Ce n’est pas donc le litige de Cheikh Jarrah, dont Polony balaie d’un revers de phrase l’aboutissement légal, cautionné par la Cour Suprême d’Israël (où siègent des juges juifs et arabes), mais la propagande antijuive qui s’est renforcée dans les médias arabes depuis le mois de mars et qui a coïncidé à la fois avec le Ramadan et les élections annulées par Abbas.
Sa remarque sur les Arabes expulsés de leurs maisons et qui n’auraient pas eu les mêmes droits que les juifs est complètement déplacée, elle est fondée sur la méconnaissance du contexte historique. Quelques rappels historiques :
En 1948, le 15 mai 1948, le Premier Ministre d’Irak déclara à la presse à Bagdad : « Nous écraserons le pays avec nos fusils et nous détruirons tout lieu où les Juifs chercheront refuge. Les Arabes devront emmener leurs femmes et leurs enfants à l’abri pendant le danger, après quoi toute la Palestine sera à eux. »
Les 18 et 24 mars 1948, le recteur d’Al-Azhar au Caire déclara : « Nous jetterons à la mer les bandes de sionistes criminelles et il ne restera plus ainsi un seul Juif en Palestine. Pour que nos armées victorieuses puissent accomplir leur mission sacrée sans s’exposer à faire des victimes parmi nos frères arabes, il faut que ceux-ci quittent provisoirement le pays, afin que nos combattants exercent, dans une liberté totale, l’œuvre d’extermination. »
Le 16 mai 1948, le haut commandement des volontaires arabes pour la libération de la Palestine lance cet appel à Radio Le Caire : « Frères arabes de Palestine, nos armées libéreront en quelques jours le territoire sacré profané par les bandes criminelles athées. Afin que les Juifs, mille fois maudits par Allah, ne se vengent pas sur vous avant leur anéantissement total, nous vous invitons à être nos hôtes. Les Arabes vous ouvrent leurs foyers et leurs cœurs. Nous vaincrons les infidèles, nous écraserons les vipères. Votre patrie, purifiée par vos frères, vous accueillera à nouveau dans la joie et l’allégresse. »
Beaucoup d’Arabes sont partis en attendant l’extermination d’Israël.  Les « réfugies expulsés » palestiniens sont la conséquence des guerres qu’Israël n’a pas initiées. Autre chose, ces « réfugiés » n’ont jamais été intégrés dans leurs pays d’accueil lorsque ces pays sont arabes (Liban, Iraq, Syrie, etc.).
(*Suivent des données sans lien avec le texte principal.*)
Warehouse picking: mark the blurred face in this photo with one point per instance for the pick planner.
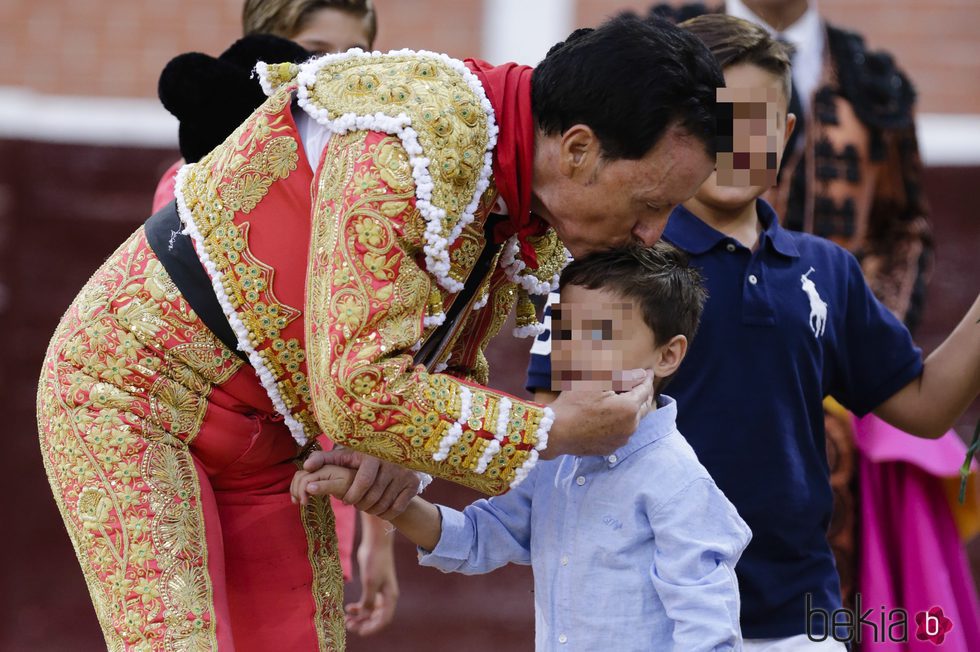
(595, 203)
(750, 154)
(597, 335)
(333, 30)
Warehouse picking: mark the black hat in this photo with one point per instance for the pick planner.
(211, 97)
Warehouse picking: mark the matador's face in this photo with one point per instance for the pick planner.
(595, 203)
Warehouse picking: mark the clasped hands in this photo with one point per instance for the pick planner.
(586, 423)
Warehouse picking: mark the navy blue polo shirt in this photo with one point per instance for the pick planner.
(784, 326)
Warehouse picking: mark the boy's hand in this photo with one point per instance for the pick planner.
(379, 488)
(327, 480)
(597, 423)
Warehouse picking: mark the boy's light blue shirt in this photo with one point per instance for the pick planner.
(634, 551)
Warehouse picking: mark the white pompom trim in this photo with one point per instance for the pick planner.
(503, 419)
(493, 447)
(456, 430)
(262, 72)
(437, 245)
(531, 330)
(544, 427)
(241, 332)
(513, 266)
(431, 321)
(479, 305)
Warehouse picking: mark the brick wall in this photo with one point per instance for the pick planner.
(117, 47)
(937, 42)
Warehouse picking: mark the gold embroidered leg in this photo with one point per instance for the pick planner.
(328, 578)
(116, 413)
Les pays arabes les ont toujours maintenus dans ce statut, d’une part pour qu’ils ne puissent pas bénéficier des droits civiques (par exemple, le statut des Palestiniens en Iraq[3]) d’autre part, pour les avoir comme moyen de pression sur l’ONU afin de délégitimer Israël. 
Par ailleurs, un autre échange de populations a eu lieu dont on n’entend pas parler dans les médias. Entre 1940 et 1970, 900 000 Juifs ont été chassés des pays arabes — et spoliés. 600 000 se sont installés en Israël. Eux, ils n’ont aucun droit de demander la restitution de leurs biens dans les pays dont ils ont été chassés. Pourquoi ne pas le rappeler ? Il s’agit ici de faits vérifiables, attestés et documentés par les historiens, voir les travaux de Shmuel Trigano et Georges Bensoussan sur les Juifs du monde arabe...
L’édito parle des destructions, il pourrait indiquer que le Hamas a enterré des milliards d’euros dans les territoires qui sont les siens et que, au lieu d’en faire un paradis sur terre (car aucun pays au monde n’a reçu autant de subventions que Gaza et l’OLP) depuis 1948, il a rendu Gaza misérable.
Tsahal a détruit un système gigantesque de tunnels : une ville souterraine entière avec un équipement militaire qui coûte des millions de dollars, des  plateformes de  tirs, des armes. Le service de presse de l’IDF a annoncé que, depuis le début de l’opération, l’armée israélienne a détruit cent kilomètres de tunnels. Ce système, dont le seul et unique  but est d’exterminer les Juifs, est appelé « le métro » à Gaza. Pour comparer, le système d’exploitation du métro avec d’autres villes, car vous aimez comparer, par exemple, le métro de Rome (60 km), de Kiev (67,6 km) ou, mettons, de Saint-Pétersbourg (120km). À Gaza, c’est 100km de tunnels qui ont été détruits !
Sur les 4500 roquettes que le Hamas a lancées sur Israël, un bon quart est tombé dans la Bande sans atteindre sa cible. Il n’existe aucune preuve que les enfants enfouis sur leurs maisons ne soient pas victimes de « tirs amis » !"
Le 30 juin 2016, Hallel Yaffa Ariel, âgée de treize ans, de Kiriat Arba, a été mortellement poignardée dans son lit par un Palestinien de 17 ans qui s'était infiltré dans son domicile. "Dans sa chronique du matin", Natacha Polony, avec "une pointe de désinformation exonératrice", avait déclaré : ” La famille de la petite israélienne proclame le droit du peuple juif sur la terre biblique, quitte à expulser les Palestiniens. “ Si on la comprend bien, le tueur avait frappé pour ne pas être expulsé de sa terre. Israël imagine-t-il, prétend-il, prépare-t-il une quelconque expulsion des Palestiniens ?" (Jean-Pierre Bensimon, 4 octobre 2016) La famille du terroriste reçoit une allocation mensuelle. Sa mère a exprimé sa fierté en qualifiant son fils de "héros". 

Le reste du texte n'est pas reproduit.